Still very focused on Figma
Interested in data visualization / doesn’t feel it’s done quite right

===

My friend and I started a crypto podcast called Two Degens. We talk about markets and share interesting links and sometimes invite guests. You can listen to it here.

“Artificial intelligence has the verbal skills of a four-year-old”

This was written in 2013.

Over the decades it has become apparent that simply throwing more processor cycles at the problem of true artificial intelligence isn’t going to cut it. A brain is orders of magnitude more complex than any AI system developed thus far, but some are getting closer.

And in the seven years since this post, we now have GPT-3, capable of writing essays at least as good as college graduates, on just about any topic that interests you, whether that’s cryptocurrencies or the history of feudalism or the chemistry of marijuana.

I’m not trying to single out this article. It’s just a powerful reminder of how difficult it is for anybody to properly assess current technology, because of our inability to fully grasp the effects of exponential growth and the surprises of non-linear innovation.

We keep trying to peer into the future, and we keep being surprised when the future actually arrives.

What else are we getting wrong about our technologies of today? What other technologies have the skills or experience of a four year old?

A few come to mind: Virtual reality. Blockchains. Robots (although this is increasingly not the case).

A very thoughtful long essay: Jeff Lonsdale’s 2020 predictions

Below are some of my favorite bits, and here’s the full essay.

A very small subreddit will have experts happily engaging with neophytes, while a place with a large commentator base will often put discussions around tribal dynamics first and foremost.

You can say things about people you could never say on Twitter or in blog format. This makes for a golden age of podcasting that might not last as long as we would like.

In a move called the yellow economy, protesters are using apps that lets them know which businesses are in favor of the protests so they can support them and ignore the so-called blue businesses that are owned by people who support the CCP and current establishment in Hong Kong.

There will be a continuing fight between governments who want cheap telecom technology and are willing to expose their infrastructure to the Chinese and those who want to stick to systems that implicitly allow surveillance by the US and its allies.
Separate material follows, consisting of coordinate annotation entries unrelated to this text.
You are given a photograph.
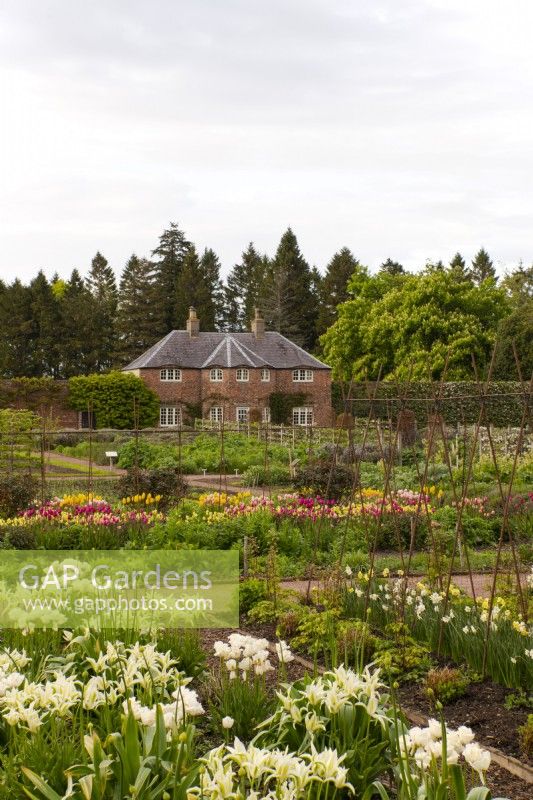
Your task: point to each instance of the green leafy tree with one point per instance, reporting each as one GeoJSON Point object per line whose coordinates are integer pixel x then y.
{"type": "Point", "coordinates": [482, 267]}
{"type": "Point", "coordinates": [413, 327]}
{"type": "Point", "coordinates": [102, 286]}
{"type": "Point", "coordinates": [243, 289]}
{"type": "Point", "coordinates": [333, 289]}
{"type": "Point", "coordinates": [392, 267]}
{"type": "Point", "coordinates": [169, 257]}
{"type": "Point", "coordinates": [288, 302]}
{"type": "Point", "coordinates": [136, 322]}
{"type": "Point", "coordinates": [117, 400]}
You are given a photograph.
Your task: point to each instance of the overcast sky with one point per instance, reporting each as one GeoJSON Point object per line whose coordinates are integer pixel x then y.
{"type": "Point", "coordinates": [397, 128]}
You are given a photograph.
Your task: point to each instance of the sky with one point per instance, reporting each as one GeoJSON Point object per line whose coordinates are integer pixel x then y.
{"type": "Point", "coordinates": [396, 128]}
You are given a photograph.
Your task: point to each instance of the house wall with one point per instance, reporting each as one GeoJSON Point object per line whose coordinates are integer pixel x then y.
{"type": "Point", "coordinates": [196, 388]}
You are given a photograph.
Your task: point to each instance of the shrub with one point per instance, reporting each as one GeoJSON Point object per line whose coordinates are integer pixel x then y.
{"type": "Point", "coordinates": [116, 399]}
{"type": "Point", "coordinates": [165, 482]}
{"type": "Point", "coordinates": [325, 478]}
{"type": "Point", "coordinates": [16, 493]}
{"type": "Point", "coordinates": [446, 684]}
{"type": "Point", "coordinates": [525, 736]}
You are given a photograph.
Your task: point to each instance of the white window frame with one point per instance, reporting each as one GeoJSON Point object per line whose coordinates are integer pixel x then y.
{"type": "Point", "coordinates": [170, 374]}
{"type": "Point", "coordinates": [244, 412]}
{"type": "Point", "coordinates": [170, 416]}
{"type": "Point", "coordinates": [216, 414]}
{"type": "Point", "coordinates": [302, 416]}
{"type": "Point", "coordinates": [302, 375]}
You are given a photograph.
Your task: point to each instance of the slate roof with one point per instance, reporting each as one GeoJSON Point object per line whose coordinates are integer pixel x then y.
{"type": "Point", "coordinates": [178, 349]}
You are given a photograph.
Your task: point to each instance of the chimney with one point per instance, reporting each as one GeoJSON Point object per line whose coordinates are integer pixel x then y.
{"type": "Point", "coordinates": [258, 325]}
{"type": "Point", "coordinates": [193, 323]}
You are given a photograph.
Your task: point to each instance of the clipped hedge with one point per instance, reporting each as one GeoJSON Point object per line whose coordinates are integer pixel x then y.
{"type": "Point", "coordinates": [460, 403]}
{"type": "Point", "coordinates": [112, 399]}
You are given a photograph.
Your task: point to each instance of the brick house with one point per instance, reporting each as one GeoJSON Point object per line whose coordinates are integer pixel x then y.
{"type": "Point", "coordinates": [231, 376]}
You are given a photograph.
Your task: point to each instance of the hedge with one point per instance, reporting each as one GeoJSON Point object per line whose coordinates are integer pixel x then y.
{"type": "Point", "coordinates": [460, 404]}
{"type": "Point", "coordinates": [112, 399]}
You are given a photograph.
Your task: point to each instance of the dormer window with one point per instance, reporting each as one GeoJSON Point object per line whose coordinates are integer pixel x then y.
{"type": "Point", "coordinates": [170, 374]}
{"type": "Point", "coordinates": [302, 375]}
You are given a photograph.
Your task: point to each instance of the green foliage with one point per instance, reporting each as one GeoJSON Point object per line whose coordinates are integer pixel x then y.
{"type": "Point", "coordinates": [16, 493]}
{"type": "Point", "coordinates": [281, 405]}
{"type": "Point", "coordinates": [400, 656]}
{"type": "Point", "coordinates": [326, 478]}
{"type": "Point", "coordinates": [525, 737]}
{"type": "Point", "coordinates": [412, 325]}
{"type": "Point", "coordinates": [115, 398]}
{"type": "Point", "coordinates": [168, 483]}
{"type": "Point", "coordinates": [446, 684]}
Korea already implemented a Cinderella law, doesn’t let kids under the age of 16 play between midnight and six o’clock in the morning. But that wasn’t enough for some mental health professionals in Korea, who saw games as a cause of problems among young men, and they lobbied the World Health Organization to add an internet gaming disorder to its International Classification of Diseases. The WHO announced in 2019 that it will include the disorder in the its 2022 ICD.
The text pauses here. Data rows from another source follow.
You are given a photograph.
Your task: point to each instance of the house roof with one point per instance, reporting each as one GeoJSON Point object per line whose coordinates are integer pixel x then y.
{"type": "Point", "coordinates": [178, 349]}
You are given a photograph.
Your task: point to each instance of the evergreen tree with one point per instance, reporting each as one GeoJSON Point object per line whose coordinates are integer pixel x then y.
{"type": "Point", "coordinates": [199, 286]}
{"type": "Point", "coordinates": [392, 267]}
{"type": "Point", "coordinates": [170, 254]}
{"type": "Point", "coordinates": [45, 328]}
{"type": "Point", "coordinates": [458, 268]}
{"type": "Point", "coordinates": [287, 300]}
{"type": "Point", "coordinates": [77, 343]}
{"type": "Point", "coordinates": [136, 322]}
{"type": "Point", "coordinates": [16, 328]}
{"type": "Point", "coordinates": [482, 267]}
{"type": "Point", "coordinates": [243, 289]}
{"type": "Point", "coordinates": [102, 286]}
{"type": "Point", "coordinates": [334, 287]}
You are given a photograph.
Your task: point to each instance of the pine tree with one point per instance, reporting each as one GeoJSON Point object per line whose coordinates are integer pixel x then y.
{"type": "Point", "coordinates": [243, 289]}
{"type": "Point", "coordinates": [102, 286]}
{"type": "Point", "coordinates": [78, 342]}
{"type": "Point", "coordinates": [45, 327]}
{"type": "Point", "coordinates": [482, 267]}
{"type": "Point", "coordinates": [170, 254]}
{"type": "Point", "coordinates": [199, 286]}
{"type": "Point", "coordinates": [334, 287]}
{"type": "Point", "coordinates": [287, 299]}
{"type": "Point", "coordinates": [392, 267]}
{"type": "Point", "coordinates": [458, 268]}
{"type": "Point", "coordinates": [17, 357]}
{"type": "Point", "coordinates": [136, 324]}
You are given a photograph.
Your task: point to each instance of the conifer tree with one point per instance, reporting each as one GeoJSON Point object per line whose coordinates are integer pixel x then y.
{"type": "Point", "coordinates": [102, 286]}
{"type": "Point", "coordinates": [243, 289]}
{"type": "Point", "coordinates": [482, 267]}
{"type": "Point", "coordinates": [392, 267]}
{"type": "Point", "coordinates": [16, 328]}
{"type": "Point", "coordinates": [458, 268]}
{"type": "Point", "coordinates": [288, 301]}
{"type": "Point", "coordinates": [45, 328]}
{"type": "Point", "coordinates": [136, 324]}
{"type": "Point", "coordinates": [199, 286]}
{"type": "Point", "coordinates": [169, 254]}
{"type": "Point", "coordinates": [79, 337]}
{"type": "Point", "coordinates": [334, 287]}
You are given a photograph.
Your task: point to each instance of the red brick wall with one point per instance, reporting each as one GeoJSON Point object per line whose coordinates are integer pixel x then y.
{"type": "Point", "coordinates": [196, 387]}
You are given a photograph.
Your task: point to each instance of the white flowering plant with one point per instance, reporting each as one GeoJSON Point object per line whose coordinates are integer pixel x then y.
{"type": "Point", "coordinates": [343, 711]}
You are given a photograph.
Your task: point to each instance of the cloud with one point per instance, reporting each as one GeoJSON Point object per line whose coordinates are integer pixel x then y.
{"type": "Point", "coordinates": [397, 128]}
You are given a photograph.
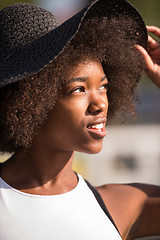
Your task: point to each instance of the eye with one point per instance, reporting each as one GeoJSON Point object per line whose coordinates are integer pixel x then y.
{"type": "Point", "coordinates": [78, 90]}
{"type": "Point", "coordinates": [104, 87]}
Making games is expensive, and anything that can be done to derisk games is going to be done. This isn’t new. Farmville, the first major success on social, was really just a remix of Harvest Moon. League of Legends is a version of Dota, modified to increase the twitch gaming and remove aspects that overly complicate the game.

One thing that has been underrated this past decade is that most people were only cancelled after they let themselves be cancelled. Trump is the politician who blew this open, he didn’t let any allegation, true or false, bring him down. The people most at risk from cancel culture are the individuals and institutions who have enthusiastically wielded the tools of cancel culture.
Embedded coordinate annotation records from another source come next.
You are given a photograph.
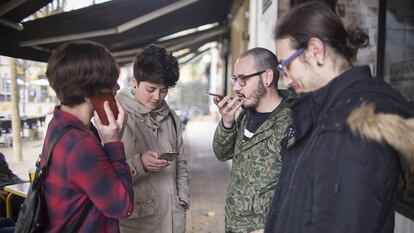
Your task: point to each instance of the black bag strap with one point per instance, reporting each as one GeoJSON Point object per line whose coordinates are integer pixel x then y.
{"type": "Point", "coordinates": [82, 216]}
{"type": "Point", "coordinates": [42, 176]}
{"type": "Point", "coordinates": [41, 172]}
{"type": "Point", "coordinates": [173, 119]}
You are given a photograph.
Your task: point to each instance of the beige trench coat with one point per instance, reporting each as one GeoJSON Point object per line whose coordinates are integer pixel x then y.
{"type": "Point", "coordinates": [160, 197]}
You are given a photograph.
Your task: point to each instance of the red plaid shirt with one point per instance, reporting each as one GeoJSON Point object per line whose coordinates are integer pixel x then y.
{"type": "Point", "coordinates": [80, 169]}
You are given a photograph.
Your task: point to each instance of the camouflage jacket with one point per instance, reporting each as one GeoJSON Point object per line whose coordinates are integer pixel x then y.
{"type": "Point", "coordinates": [255, 167]}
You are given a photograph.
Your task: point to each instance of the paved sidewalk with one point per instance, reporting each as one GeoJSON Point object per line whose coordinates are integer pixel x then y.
{"type": "Point", "coordinates": [208, 179]}
{"type": "Point", "coordinates": [208, 176]}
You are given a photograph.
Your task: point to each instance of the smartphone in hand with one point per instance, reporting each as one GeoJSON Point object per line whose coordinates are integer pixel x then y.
{"type": "Point", "coordinates": [169, 156]}
{"type": "Point", "coordinates": [220, 97]}
{"type": "Point", "coordinates": [98, 101]}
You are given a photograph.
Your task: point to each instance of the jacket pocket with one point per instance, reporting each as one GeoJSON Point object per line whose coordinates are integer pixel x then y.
{"type": "Point", "coordinates": [145, 208]}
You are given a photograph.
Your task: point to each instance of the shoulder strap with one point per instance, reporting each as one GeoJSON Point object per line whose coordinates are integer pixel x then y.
{"type": "Point", "coordinates": [82, 216]}
{"type": "Point", "coordinates": [173, 119]}
{"type": "Point", "coordinates": [42, 171]}
{"type": "Point", "coordinates": [87, 206]}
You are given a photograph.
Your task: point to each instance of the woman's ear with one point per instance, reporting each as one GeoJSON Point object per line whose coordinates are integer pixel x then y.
{"type": "Point", "coordinates": [316, 51]}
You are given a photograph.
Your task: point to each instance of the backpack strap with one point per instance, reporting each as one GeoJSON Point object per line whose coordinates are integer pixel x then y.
{"type": "Point", "coordinates": [173, 119]}
{"type": "Point", "coordinates": [82, 216]}
{"type": "Point", "coordinates": [42, 171]}
{"type": "Point", "coordinates": [42, 176]}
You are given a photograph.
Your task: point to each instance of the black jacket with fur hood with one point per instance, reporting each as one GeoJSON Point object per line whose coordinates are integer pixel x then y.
{"type": "Point", "coordinates": [334, 180]}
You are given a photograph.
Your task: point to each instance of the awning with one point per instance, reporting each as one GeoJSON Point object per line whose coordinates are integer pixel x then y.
{"type": "Point", "coordinates": [123, 26]}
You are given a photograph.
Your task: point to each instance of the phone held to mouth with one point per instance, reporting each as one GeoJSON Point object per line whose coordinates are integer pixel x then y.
{"type": "Point", "coordinates": [169, 156]}
{"type": "Point", "coordinates": [98, 105]}
{"type": "Point", "coordinates": [220, 97]}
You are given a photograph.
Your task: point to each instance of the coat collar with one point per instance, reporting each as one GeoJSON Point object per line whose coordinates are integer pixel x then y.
{"type": "Point", "coordinates": [263, 131]}
{"type": "Point", "coordinates": [309, 106]}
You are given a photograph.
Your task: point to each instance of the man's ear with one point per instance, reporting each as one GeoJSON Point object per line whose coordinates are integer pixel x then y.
{"type": "Point", "coordinates": [316, 51]}
{"type": "Point", "coordinates": [268, 77]}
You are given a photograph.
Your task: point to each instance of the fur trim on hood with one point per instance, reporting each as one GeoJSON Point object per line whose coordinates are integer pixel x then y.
{"type": "Point", "coordinates": [390, 128]}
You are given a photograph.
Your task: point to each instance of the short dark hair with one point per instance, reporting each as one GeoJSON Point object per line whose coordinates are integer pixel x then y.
{"type": "Point", "coordinates": [81, 69]}
{"type": "Point", "coordinates": [317, 19]}
{"type": "Point", "coordinates": [154, 64]}
{"type": "Point", "coordinates": [264, 59]}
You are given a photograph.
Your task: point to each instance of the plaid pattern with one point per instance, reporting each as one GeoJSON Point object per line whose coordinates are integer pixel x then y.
{"type": "Point", "coordinates": [82, 168]}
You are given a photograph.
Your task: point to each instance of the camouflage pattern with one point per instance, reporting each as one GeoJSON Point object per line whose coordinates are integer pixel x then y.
{"type": "Point", "coordinates": [255, 167]}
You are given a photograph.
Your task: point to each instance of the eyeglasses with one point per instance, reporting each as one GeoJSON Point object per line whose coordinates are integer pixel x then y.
{"type": "Point", "coordinates": [241, 79]}
{"type": "Point", "coordinates": [281, 66]}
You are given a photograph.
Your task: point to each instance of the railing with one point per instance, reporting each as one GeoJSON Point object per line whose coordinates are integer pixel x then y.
{"type": "Point", "coordinates": [28, 124]}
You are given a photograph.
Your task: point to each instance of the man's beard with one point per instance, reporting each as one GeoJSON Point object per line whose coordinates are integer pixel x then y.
{"type": "Point", "coordinates": [256, 95]}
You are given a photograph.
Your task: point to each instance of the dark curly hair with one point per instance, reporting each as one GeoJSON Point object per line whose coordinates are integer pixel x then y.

the court of public opinion is stronger than before and it is vital to come out swinging against false allegations that other people see as credible. Making a lukewarm apology and then disappearing from public life is the equivalent of ceding the field to your enemies. For those looking for a non-Trump model for how this plays out, Carlos Ghosn’s very public pushback on the allegations made against him by Japan’s prosecutors and Nissan will serve as a template for others who have been unjustly accused.